It turns out, despite all our creative objections, there’s good reason to color inside the lines. At least at first.
To all creatives out there this is blasphemy, I know. I didn’t want to believe it either, but it’s true.
I’m a parent now, which is equal parts terrifying and hilarious. Prior to having my own tiny dependents, I had no experience with children and therefore no understanding about their developmental expectations. Like most parents, I read the books and the handouts from the doctors and figure it out as I go.
We had our first major developmental issues when our son hit preschool. At the time of his first conference he knew all his letters, their sounds, and could read basic words. He could count endlessly, far beyond the 1-10 he was supposed to know and he could do basic addition and subtraction. I expected to be applauded for his obvious genius (and all my impressive early prep work, thank you, thank you), but that didn’t happen.
In fact, these things were barely mentioned. “Yeah, great. He’s great, but…”
There was great concern about his FINE MOTOR SKILLS. GREAT concern about the apparently (unbeknownst to me at the time) indispensable, invaluable, can’t live without, one an only, required above all else for success in life FINE MOTOR SKILLS. For those not yet to this part of the parenting books, this involves things like pencil grip, handwriting, cutting, stringing beads, and yes, coloring inside the lines.
His teacher showed me a number of scribbly coloring pages, intense concern flooding her expression. “He doesn’t stay within the lines at all”. The creative in me railed. So! These are beautiful. He sees beyond the lines. He doesn’t need lines to create art.
“He needs to work on his pencil grip and cutting. He’s very far behind.” She showed me pages of wobbly, wiggly, half-formed letters, trying to will my concern to match hers. “He gets frustrated, then shows no interests in craft time.” There’s a folder of unfinished paper crafts, half cut shape monsters, bag puppets, and fire engines.
I’m thinking, ‘WHO THE HELL CARES! HE CAN READ AND ADD AND COUNT, LADY. CUTTING AND COLORING AND GLUE STICKING AREN’T GOING TO MAKE OR BREAK HIS ACADEMIC FUTURE.”
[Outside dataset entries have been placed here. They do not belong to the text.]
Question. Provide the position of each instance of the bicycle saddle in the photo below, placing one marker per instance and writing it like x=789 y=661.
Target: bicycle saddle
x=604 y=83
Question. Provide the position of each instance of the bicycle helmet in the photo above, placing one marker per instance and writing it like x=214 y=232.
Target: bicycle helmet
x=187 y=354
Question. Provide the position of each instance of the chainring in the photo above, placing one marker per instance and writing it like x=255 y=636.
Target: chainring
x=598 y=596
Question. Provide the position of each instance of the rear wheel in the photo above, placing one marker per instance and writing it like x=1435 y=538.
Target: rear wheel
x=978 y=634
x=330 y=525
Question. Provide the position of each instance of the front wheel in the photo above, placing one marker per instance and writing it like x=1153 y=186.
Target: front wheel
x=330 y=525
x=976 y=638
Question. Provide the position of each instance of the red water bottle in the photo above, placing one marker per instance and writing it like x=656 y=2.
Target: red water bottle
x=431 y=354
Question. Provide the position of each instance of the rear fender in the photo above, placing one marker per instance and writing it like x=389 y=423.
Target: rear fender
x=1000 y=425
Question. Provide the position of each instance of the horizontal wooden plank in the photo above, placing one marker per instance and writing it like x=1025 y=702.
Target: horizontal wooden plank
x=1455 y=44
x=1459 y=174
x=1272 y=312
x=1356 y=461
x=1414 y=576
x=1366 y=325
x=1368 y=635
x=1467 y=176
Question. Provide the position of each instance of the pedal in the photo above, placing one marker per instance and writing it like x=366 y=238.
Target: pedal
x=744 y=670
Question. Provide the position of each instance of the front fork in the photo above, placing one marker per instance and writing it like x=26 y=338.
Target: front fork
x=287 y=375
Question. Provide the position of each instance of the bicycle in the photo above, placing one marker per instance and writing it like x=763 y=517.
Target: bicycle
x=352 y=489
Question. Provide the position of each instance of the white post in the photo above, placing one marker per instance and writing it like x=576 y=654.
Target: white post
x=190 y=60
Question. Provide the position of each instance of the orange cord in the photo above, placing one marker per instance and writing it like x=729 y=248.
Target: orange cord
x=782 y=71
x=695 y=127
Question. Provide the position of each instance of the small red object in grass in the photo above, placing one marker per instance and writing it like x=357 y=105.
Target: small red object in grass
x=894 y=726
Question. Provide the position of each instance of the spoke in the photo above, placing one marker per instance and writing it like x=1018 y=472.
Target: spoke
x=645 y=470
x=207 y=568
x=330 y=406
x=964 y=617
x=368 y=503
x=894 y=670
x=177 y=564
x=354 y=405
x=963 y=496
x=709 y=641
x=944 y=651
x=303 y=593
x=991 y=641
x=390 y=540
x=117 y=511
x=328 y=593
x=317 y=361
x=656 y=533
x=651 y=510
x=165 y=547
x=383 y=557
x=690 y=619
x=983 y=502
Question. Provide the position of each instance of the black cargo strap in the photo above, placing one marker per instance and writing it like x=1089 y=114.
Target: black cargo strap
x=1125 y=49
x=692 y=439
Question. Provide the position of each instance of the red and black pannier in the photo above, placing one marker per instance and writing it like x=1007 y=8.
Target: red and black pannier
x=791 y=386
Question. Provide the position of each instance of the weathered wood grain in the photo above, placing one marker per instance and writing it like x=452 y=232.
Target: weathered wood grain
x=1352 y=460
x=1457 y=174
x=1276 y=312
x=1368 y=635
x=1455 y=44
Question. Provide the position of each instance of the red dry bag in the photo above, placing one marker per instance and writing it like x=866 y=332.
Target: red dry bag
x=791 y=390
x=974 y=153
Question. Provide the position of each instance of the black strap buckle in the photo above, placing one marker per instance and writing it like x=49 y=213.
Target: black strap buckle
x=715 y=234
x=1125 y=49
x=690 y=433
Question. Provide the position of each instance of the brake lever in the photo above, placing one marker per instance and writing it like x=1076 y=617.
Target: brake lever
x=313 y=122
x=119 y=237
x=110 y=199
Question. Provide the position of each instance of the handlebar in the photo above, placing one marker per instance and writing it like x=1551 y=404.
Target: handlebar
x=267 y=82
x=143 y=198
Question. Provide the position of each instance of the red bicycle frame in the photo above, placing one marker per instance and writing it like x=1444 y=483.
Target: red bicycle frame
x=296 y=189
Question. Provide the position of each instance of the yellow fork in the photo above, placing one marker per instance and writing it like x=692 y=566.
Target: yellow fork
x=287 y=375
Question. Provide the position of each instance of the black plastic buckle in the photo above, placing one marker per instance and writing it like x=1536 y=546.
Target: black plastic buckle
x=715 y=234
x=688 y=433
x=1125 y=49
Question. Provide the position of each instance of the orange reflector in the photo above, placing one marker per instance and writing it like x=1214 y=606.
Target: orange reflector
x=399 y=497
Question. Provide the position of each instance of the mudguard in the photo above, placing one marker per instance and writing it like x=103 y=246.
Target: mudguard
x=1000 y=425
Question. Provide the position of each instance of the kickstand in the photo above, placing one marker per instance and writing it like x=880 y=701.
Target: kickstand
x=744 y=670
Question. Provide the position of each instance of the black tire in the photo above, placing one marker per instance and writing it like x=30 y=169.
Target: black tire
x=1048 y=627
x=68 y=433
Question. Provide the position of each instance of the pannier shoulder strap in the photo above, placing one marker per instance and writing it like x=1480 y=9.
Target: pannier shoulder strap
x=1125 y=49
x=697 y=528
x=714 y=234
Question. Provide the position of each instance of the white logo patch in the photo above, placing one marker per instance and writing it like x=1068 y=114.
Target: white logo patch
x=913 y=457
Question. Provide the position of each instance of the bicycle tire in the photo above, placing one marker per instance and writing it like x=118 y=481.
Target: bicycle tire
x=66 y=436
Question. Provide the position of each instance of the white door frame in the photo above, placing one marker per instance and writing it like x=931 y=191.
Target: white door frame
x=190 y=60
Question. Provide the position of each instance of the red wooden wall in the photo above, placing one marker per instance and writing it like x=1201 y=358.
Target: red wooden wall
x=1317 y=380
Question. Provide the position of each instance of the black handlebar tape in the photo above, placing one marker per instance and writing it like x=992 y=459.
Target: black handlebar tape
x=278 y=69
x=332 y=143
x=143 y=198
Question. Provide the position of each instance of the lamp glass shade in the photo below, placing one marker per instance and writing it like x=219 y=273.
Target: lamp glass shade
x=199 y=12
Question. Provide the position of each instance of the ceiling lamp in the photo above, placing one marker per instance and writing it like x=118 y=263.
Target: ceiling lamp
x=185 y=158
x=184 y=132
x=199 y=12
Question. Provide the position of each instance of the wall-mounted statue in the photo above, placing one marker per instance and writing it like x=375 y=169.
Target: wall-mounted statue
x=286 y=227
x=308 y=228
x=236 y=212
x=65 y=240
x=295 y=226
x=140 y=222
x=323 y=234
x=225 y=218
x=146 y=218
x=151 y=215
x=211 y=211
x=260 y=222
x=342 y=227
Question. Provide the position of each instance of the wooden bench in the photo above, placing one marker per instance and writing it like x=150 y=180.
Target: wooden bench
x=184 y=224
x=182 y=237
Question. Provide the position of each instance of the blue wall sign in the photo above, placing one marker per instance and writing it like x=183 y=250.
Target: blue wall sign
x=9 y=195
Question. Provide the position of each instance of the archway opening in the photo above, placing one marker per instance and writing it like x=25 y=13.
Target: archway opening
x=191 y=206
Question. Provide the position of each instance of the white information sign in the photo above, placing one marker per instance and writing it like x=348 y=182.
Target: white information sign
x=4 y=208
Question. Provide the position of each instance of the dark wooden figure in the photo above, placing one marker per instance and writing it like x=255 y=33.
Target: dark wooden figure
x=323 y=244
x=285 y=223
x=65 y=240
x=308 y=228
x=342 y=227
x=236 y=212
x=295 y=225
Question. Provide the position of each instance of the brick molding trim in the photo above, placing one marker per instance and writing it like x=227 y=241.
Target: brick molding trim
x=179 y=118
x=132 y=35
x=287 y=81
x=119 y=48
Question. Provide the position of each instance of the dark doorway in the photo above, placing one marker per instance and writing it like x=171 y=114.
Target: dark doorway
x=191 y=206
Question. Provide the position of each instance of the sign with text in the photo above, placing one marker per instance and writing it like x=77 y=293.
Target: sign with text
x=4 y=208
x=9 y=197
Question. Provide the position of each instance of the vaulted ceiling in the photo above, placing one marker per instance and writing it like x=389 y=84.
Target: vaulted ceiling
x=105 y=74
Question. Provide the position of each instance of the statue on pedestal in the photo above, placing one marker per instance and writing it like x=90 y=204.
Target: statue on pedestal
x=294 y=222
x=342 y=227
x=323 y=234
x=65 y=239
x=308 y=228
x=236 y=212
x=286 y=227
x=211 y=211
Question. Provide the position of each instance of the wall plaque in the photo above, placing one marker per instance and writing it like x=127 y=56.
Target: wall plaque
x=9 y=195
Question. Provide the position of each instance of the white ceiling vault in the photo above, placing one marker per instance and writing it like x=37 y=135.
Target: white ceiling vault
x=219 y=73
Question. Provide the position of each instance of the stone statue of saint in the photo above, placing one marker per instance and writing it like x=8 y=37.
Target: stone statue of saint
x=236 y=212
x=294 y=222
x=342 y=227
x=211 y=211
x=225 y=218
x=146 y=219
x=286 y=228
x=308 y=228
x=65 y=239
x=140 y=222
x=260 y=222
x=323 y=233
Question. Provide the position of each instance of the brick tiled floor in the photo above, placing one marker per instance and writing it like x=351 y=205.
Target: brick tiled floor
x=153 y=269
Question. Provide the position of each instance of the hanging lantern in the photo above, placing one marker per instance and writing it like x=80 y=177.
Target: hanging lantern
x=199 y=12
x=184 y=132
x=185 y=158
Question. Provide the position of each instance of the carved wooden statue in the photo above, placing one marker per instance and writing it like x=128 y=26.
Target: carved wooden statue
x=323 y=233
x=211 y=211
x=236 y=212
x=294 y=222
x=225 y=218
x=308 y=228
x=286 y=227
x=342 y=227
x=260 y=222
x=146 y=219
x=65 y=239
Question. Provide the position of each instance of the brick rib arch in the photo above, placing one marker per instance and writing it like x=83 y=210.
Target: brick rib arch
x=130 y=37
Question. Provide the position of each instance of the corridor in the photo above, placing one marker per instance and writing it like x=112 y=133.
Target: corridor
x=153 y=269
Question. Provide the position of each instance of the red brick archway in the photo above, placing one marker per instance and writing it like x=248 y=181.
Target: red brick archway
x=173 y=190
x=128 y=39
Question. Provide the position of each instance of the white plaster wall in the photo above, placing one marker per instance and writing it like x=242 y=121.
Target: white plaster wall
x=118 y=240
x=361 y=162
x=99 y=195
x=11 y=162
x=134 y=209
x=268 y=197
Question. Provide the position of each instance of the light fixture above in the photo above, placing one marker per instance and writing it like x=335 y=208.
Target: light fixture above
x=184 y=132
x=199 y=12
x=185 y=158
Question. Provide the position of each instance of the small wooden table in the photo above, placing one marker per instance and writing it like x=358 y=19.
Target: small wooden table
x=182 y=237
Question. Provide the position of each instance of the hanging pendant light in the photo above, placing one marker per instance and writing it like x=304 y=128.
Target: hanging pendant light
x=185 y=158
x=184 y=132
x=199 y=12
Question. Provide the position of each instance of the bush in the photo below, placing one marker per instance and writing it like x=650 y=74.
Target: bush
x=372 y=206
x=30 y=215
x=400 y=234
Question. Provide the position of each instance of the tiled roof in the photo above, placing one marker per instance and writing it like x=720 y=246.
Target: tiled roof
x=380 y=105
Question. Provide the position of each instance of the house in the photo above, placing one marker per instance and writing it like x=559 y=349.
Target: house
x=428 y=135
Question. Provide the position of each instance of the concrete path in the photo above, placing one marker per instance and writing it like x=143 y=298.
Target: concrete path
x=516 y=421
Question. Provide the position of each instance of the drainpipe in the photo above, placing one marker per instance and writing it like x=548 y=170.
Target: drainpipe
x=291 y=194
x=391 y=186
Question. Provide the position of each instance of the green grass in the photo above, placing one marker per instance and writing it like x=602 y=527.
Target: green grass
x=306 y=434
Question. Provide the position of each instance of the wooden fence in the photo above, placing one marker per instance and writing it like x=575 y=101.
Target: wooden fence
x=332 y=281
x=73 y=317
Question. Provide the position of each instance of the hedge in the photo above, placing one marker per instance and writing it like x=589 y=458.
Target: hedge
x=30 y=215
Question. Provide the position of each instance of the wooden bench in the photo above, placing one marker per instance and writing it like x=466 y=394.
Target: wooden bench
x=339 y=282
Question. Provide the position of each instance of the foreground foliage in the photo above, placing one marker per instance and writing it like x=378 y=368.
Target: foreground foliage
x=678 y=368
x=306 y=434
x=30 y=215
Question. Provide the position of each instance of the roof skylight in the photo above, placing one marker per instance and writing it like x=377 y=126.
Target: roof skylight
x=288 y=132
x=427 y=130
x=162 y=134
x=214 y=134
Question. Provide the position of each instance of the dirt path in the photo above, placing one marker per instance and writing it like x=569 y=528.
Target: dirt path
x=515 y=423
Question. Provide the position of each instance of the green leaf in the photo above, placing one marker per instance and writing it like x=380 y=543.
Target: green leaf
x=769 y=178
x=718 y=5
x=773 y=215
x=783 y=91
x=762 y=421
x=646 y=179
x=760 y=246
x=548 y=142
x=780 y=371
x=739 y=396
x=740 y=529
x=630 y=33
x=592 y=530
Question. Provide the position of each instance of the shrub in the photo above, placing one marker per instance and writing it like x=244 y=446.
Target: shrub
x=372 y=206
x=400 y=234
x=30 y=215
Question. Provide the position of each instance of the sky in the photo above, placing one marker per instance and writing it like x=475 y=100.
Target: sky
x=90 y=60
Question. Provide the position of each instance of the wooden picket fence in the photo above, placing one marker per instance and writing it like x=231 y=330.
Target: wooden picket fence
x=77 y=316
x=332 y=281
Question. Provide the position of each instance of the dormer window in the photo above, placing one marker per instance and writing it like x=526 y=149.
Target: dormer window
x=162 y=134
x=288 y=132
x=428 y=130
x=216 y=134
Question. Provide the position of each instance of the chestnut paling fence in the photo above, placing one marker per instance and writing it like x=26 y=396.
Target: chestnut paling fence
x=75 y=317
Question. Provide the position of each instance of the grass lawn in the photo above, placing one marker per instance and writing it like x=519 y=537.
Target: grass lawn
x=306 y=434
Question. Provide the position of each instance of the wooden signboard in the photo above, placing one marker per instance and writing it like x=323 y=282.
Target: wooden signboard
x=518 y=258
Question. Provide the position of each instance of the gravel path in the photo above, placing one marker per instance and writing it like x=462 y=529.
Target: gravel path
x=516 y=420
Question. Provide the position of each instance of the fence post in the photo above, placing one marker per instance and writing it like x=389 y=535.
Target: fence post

But, it turns out, I was so wrong.
He struggled through the rest of preschool and the start of kindergarten. When he didn’t want to do an activity, or couldn’t do it, he stopped following instructions and distracted other students. When the teacher tried to get him back on task, he’d get defensive and more frustrated, so then we had behavioral issues sprouting up as well.
I thought, okay, he’s a lefty and he just needs a little more focused attention. And that helped, but not a lot. He did get frustrated because writing and cutting weren’t easy for him like memorization. When it wasn’t easy, he didn’t want to do it. He’d not learned (or maybe I should say he’d not been taught (by me, for shame!)) to struggle and stick to it, and because he quit when it got hard, his weakness snowballed.
I realized he didn’t color outside the lines because he was artistic genius guided by his vision. He colored outside the lines because he didn’t have the basic strength in his hands to stay inside them, and on top of that, he didn’t have the wherewithal to keep at it when his efforts fell short and he got frustrated.
It wasn’t creative strength. It was fundamental weakness.
We had two big parenting problems to face. A kid who didn’t want to do anything that wasn’t easy and a kid who’s lack of fundamental skills was snowballing into bigger issues. The teachers and therapist warned us this was common. In the second to fourth grade range there were several bright students performing below their abilities because their handwriting was poor and they couldn’t (wouldn’t) keep up with assignments that involved writing upwards of four pages at a time.
We had to admit we were idiots, that we made a mistake discounting the teacher’s concerns and the importance of cutting and coloring. We had to focus our energy on fixing the problems and teach our boy 1) how to work at something that wasn’t easy for him, and 2) the importance of doing what he’s ask in order to learn the basics. Then he could make the most of his strengths.
(And then, perhaps go on to become the artistic genius he’s so obviously meant to be. *clears throat, looks away, dodgy-eyed* )
We researched, saw the doctor, took a lot of tips from the school therapist, and started with the most of basic of basics. Hand strength, arm strength, coloring basic shapes, gradually we increased the length of the work sessions. It was painful at times. Frustrating and hard. It was boring at times, for us and for him, but fundamentals seem to always feel that way at times, don’t they?
We stuck to it. We built his skills and now, thankfully, he’s doing much better. There’s less frustration, better work quality, no behavior issues, and a lot of coloring pages where he never goes outside the lines once.
As is so often the case with raising these little ones, their lessons are my lessons.
As a mother, I’m (humbled and) proud. As a writer working on my first novel (and a person hardwired to bristle at ‘rules’), I swallowed this lesson whole.
For most people and most skills, it’s imperative to learn the fundamentals, practice the fundamentals, master the fundamentals, because this effort provides the necessary experience and foundation on which we can showcase our strengths. It’s how we work up to breaking the rules, and maybe someday even rewriting them.